Pepper raises her hand to forestall him. “I let you, lot, stay for the funeral because I didn’t want to cause a scene. Not here, not…” She trails off momentarily, her lips trembling slightly as she visibly struggles for control. “Not today. Not in front of Morgan.” She pauses, casts a quick glance over her shoulder to the hallway beyond. “But Morgan cried herself to sleep a few minutes ago, so...” She turns back to them and there’s the kind of powerfully raw anguish in her gaze that sears right through Steve, makes him want to back down and back out. Repeats in the same cold, implacable voice, “Get out. I don’t wanna see any of you here. Ever again.”
Scott is the first one to move, shuffling awkwardly past Pepper to get to the door. Clint and Wanda follow suit, throwing Steve a sheepish, subdued look.
Steve shakes his head. “Pepper, come on,” he tries, taking a cautious step toward her. “Don’t… don’t be like that. Tony wouldn’t want this.” Behind her he sees the others pause in the doorway, watching the two of them with worried but hopeful looks.
Pepper’s lips twist into something ugly, something bitter. “Now you are concerned about what Tony would want?” she challenges, and even though she doesn’t raise her voice, doesn’t make a single move in his direction, Steve suddenly feels the urge to take a step back. “That’s … exceptionally rich coming from you, Mr. Rogers. Where was that concern when you forced him to work with a Witch who hated his guts and filled his head with nightmares that almost drove him insane? Where was that concern when he fought to keep this team, your team together, and you fought him for it? When you left him to die in Siberia in a suit you drove your shield through?”

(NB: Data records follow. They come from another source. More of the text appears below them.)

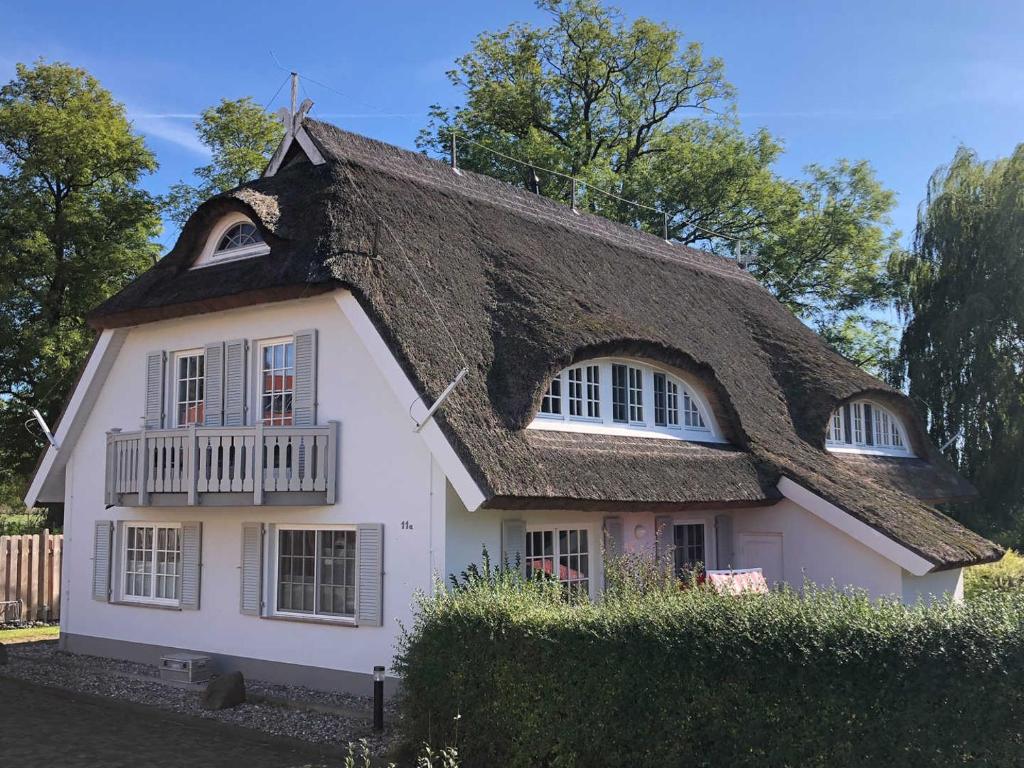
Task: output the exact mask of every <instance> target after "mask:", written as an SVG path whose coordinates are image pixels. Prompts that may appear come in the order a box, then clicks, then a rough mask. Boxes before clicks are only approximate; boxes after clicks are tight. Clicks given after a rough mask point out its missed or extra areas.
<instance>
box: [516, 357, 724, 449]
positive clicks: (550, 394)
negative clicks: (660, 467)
mask: <svg viewBox="0 0 1024 768" xmlns="http://www.w3.org/2000/svg"><path fill="white" fill-rule="evenodd" d="M529 428H530V429H550V430H561V431H570V432H598V433H603V434H630V435H633V434H636V435H641V436H650V437H668V438H676V439H681V440H700V441H705V442H724V441H725V440H724V439H723V438H722V436H721V432H720V431H719V429H718V425H717V424H716V423H715V419H714V416H713V415H712V413H711V409H710V408H709V404H708V402H707V401H706V400H705V398H703V397H702V396H701V395H700V394H699V393H698V391H697V389H696V387H694V386H693V385H692V384H690V383H689V382H687V381H685V380H684V379H683V377H682V376H680V375H679V374H677V373H674V372H672V371H670V370H668V369H664V368H660V367H657V366H652V365H650V364H647V362H641V361H639V360H631V359H618V358H611V357H602V358H599V359H592V360H584V361H582V362H578V364H575V365H572V366H569V367H568V368H566V369H563V370H562V371H560V372H559V373H558V374H557V375H556V376H554V377H552V379H551V381H550V382H549V383H548V387H547V389H546V390H545V392H544V396H543V398H542V399H541V409H540V411H539V412H538V414H537V418H535V419H534V421H532V422H530V424H529Z"/></svg>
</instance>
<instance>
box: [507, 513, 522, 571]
mask: <svg viewBox="0 0 1024 768" xmlns="http://www.w3.org/2000/svg"><path fill="white" fill-rule="evenodd" d="M505 563H508V564H509V565H510V566H511V567H513V568H514V567H515V566H516V564H518V566H519V570H520V571H521V572H522V573H523V574H525V573H526V523H525V521H524V520H502V565H504V564H505Z"/></svg>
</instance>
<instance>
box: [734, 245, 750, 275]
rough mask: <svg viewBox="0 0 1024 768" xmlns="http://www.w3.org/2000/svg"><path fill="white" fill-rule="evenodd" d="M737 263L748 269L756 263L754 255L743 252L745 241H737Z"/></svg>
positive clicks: (737, 265)
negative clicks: (747, 268) (754, 259)
mask: <svg viewBox="0 0 1024 768" xmlns="http://www.w3.org/2000/svg"><path fill="white" fill-rule="evenodd" d="M735 258H736V265H737V266H738V267H739V268H740V269H746V268H748V267H750V266H751V264H753V263H754V256H753V254H752V255H748V254H745V253H743V241H741V240H737V241H736V256H735Z"/></svg>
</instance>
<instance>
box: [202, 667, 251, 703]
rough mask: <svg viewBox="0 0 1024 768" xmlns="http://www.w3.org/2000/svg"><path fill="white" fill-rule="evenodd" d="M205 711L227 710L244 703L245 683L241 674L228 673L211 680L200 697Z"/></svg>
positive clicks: (244, 697) (239, 673)
mask: <svg viewBox="0 0 1024 768" xmlns="http://www.w3.org/2000/svg"><path fill="white" fill-rule="evenodd" d="M201 700H202V703H203V707H204V708H205V709H207V710H228V709H230V708H231V707H238V706H239V705H240V703H245V701H246V681H245V678H244V677H242V673H241V672H228V673H227V674H226V675H220V676H218V677H215V678H214V679H213V680H211V681H210V682H209V683H208V684H207V686H206V690H204V691H203V695H202V697H201Z"/></svg>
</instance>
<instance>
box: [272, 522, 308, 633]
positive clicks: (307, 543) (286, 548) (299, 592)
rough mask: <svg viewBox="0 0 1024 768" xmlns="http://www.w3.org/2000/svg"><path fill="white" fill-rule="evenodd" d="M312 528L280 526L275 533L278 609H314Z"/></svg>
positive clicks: (303, 610)
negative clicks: (282, 527) (277, 560)
mask: <svg viewBox="0 0 1024 768" xmlns="http://www.w3.org/2000/svg"><path fill="white" fill-rule="evenodd" d="M315 536H316V534H315V531H313V530H282V531H280V532H279V535H278V609H279V610H288V611H294V612H298V613H312V612H313V590H314V581H315V579H314V570H315Z"/></svg>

She does take a step toward him then, her eyes bright with cold, dangerous fury. “Did you care about what he wanted then, Captain?” She spits out his title like a physical slap. “Did you wonder at all, while you and your team of criminals sat around twiddling your thumbs in Wakanda, whether he wanted to be the one stuck cleaning up your mess? The one left to be held responsible for things he didn’t even do? Did you wonder if he wanted to go up in space? Alone? To face his worst nightmare – the nightmare she planted in his head?” She stabs a finger blindly in the direction of Wanda, who flinches away from it as from a physical blow.
“Did you wonder,” Pepper steps closer still – a billowing pillar of condemnation, “did you wonder, when you all showed up here, demanding that he give up his family for the sake of everyone else’s here… did you wonder if that was what he…” Pepper’s voice cracks momentarily, the fury in her eyes ebbing, the intense blue clouding over with grief, “what he wanted?”

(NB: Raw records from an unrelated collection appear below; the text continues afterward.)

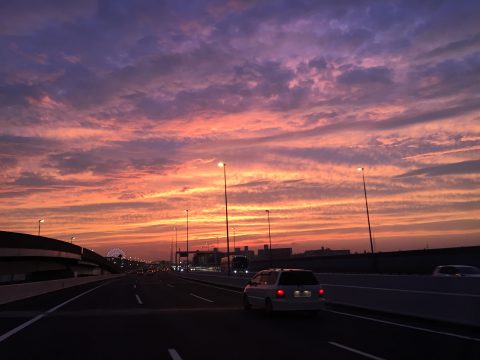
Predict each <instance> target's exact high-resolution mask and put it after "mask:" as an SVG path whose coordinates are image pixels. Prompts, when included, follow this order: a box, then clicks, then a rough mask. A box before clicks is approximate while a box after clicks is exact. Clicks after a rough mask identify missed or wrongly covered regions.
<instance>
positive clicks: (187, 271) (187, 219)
mask: <svg viewBox="0 0 480 360" xmlns="http://www.w3.org/2000/svg"><path fill="white" fill-rule="evenodd" d="M185 212H186V213H187V272H188V209H187V210H185Z"/></svg>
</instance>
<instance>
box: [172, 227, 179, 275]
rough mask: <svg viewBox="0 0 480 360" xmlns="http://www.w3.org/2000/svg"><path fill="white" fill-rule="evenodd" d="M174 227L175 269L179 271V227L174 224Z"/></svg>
mask: <svg viewBox="0 0 480 360" xmlns="http://www.w3.org/2000/svg"><path fill="white" fill-rule="evenodd" d="M173 229H174V230H175V271H178V261H177V258H178V234H177V227H176V226H174V227H173Z"/></svg>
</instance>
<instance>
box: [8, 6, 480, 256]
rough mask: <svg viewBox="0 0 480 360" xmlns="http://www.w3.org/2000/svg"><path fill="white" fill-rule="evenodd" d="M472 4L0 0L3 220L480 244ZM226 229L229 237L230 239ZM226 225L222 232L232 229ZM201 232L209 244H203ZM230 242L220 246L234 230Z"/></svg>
mask: <svg viewBox="0 0 480 360" xmlns="http://www.w3.org/2000/svg"><path fill="white" fill-rule="evenodd" d="M479 19H480V1H436V0H435V1H361V0H351V1H348V0H346V1H343V0H337V1H317V0H312V1H300V0H292V1H276V0H275V1H273V0H272V1H204V0H202V1H153V0H152V1H137V0H135V1H122V0H111V1H101V0H98V1H94V0H91V1H90V0H88V1H87V0H82V1H64V0H51V1H47V0H45V1H36V0H35V1H27V0H11V1H2V2H1V4H0V64H1V65H0V125H1V126H0V169H1V172H0V176H1V184H2V185H1V186H0V212H1V216H0V230H5V231H16V232H25V233H31V234H36V233H37V229H38V219H41V218H45V223H43V224H42V235H45V236H49V237H53V238H57V239H62V240H68V241H69V239H70V237H71V236H72V235H75V237H76V239H75V242H76V243H77V244H79V245H81V246H85V247H88V248H91V249H94V250H95V251H97V252H99V253H101V254H103V255H105V254H106V252H107V251H108V250H109V249H111V248H115V247H119V248H121V249H123V250H124V251H125V252H126V253H127V256H135V257H141V258H144V259H147V260H153V259H160V258H164V259H168V258H169V253H170V243H171V240H172V239H173V238H174V237H175V232H174V230H173V228H174V226H177V228H178V240H179V247H181V248H182V249H183V248H184V247H185V242H184V241H185V239H186V234H185V230H186V226H185V225H186V217H185V211H184V210H185V209H189V229H190V241H191V242H190V244H191V245H190V248H191V249H193V250H195V249H202V250H204V249H206V247H207V246H209V247H210V248H211V247H213V246H216V244H217V237H218V239H219V240H218V244H219V245H220V247H224V246H225V236H226V234H225V232H226V229H225V203H224V193H223V169H222V168H219V167H218V166H217V163H218V162H219V161H225V163H226V164H227V167H226V171H227V185H228V200H229V214H230V217H229V221H230V225H231V227H235V233H236V245H237V247H238V246H242V247H243V246H246V245H248V246H250V247H253V248H258V247H261V246H263V244H265V243H267V242H268V224H267V217H266V213H265V210H266V209H269V210H270V216H271V226H272V242H273V246H274V247H285V246H288V247H290V246H293V248H294V252H302V251H304V250H306V249H316V248H320V247H321V246H326V247H330V248H334V249H351V250H352V251H361V252H363V251H364V250H367V249H369V246H370V245H369V236H368V227H367V218H366V212H365V201H364V197H363V184H362V174H361V173H360V172H358V171H357V168H358V167H359V166H363V167H365V179H366V184H367V192H368V200H369V205H370V211H371V222H372V229H373V233H374V237H375V245H376V249H377V251H390V250H398V249H420V248H425V247H429V248H438V247H450V246H467V245H480V20H479ZM232 232H233V231H231V236H232V238H233V234H232ZM232 242H233V239H232ZM207 243H208V245H207ZM232 245H233V244H232Z"/></svg>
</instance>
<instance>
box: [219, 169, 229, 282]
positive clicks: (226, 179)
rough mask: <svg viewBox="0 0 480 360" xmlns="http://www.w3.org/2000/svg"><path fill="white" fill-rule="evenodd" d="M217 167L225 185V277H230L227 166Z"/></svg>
mask: <svg viewBox="0 0 480 360" xmlns="http://www.w3.org/2000/svg"><path fill="white" fill-rule="evenodd" d="M218 166H220V167H223V180H224V183H225V223H226V225H227V265H228V272H227V275H228V276H230V237H229V235H228V201H227V170H226V169H227V164H225V163H224V162H220V163H218Z"/></svg>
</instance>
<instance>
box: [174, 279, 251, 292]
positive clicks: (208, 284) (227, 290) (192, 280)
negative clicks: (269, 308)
mask: <svg viewBox="0 0 480 360" xmlns="http://www.w3.org/2000/svg"><path fill="white" fill-rule="evenodd" d="M182 279H183V280H185V281H188V282H193V283H195V284H198V285H201V286H206V287H212V288H214V289H219V290H225V291H230V292H233V293H236V294H243V291H239V290H238V291H237V290H232V289H226V288H222V287H219V286H215V285H209V284H205V283H201V282H198V281H195V280H190V279H185V278H182Z"/></svg>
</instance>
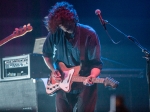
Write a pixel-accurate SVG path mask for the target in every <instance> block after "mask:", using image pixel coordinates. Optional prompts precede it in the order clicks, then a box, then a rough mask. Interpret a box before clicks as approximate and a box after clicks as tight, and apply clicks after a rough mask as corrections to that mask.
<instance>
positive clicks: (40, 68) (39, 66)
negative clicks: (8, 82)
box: [0, 54, 50, 81]
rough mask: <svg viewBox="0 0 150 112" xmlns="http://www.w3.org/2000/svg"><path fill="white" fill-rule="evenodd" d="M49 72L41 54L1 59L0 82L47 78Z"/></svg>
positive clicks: (48, 74) (12, 57) (3, 58)
mask: <svg viewBox="0 0 150 112" xmlns="http://www.w3.org/2000/svg"><path fill="white" fill-rule="evenodd" d="M49 73H50V70H49V69H48V67H47V66H46V64H45V62H44V60H43V57H42V55H41V54H27V55H20V56H13V57H5V58H2V75H1V79H0V80H1V81H7V80H17V79H26V78H47V77H48V75H49Z"/></svg>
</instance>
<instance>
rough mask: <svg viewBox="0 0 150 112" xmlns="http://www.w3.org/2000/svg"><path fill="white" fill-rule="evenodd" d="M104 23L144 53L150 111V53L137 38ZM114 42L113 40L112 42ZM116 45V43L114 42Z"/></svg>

“I’m sorry,” he tries again, wincing at how inadequate the words sound in his own ears. The way Pepper’s whole face darkens in response tells him he should have kept his mouth shut.
“I don’t want your sorries, Captain. What I want is my husband back. Can you do that? Can you bring him back to me and tell him how sorry you are for everything you and your team have put him through? No?” She scoffs at his cowed silence. “Didn’t think so.”
She falls silent then, her eyes closing briefly as her face crumples with anguish barely held at bay. When she opens them again, they are alight with tears, and she raises a trembling hand to swipe it harshly across her right cheek.
“Get out of my house, all of you,” she repeats, voice strong despite her wavering composure. “Go back to your families. I have a daughter to raise, and I am fairly sure that Tony wouldn’t want any one of you anywhere near her. I sure as hell don’t.”
Steve nods, feeling numb all over. Walks over to where the others are filing slowly out of the room, looking for all the world like a bunch of beaten-down dogs. There are no words left to say, no excuses left to give.
He feels Pepper’s gaze on him, heavy and pressing like the barrel of a gun. Somehow the weight of it remains with him even when he leaves the house far behind.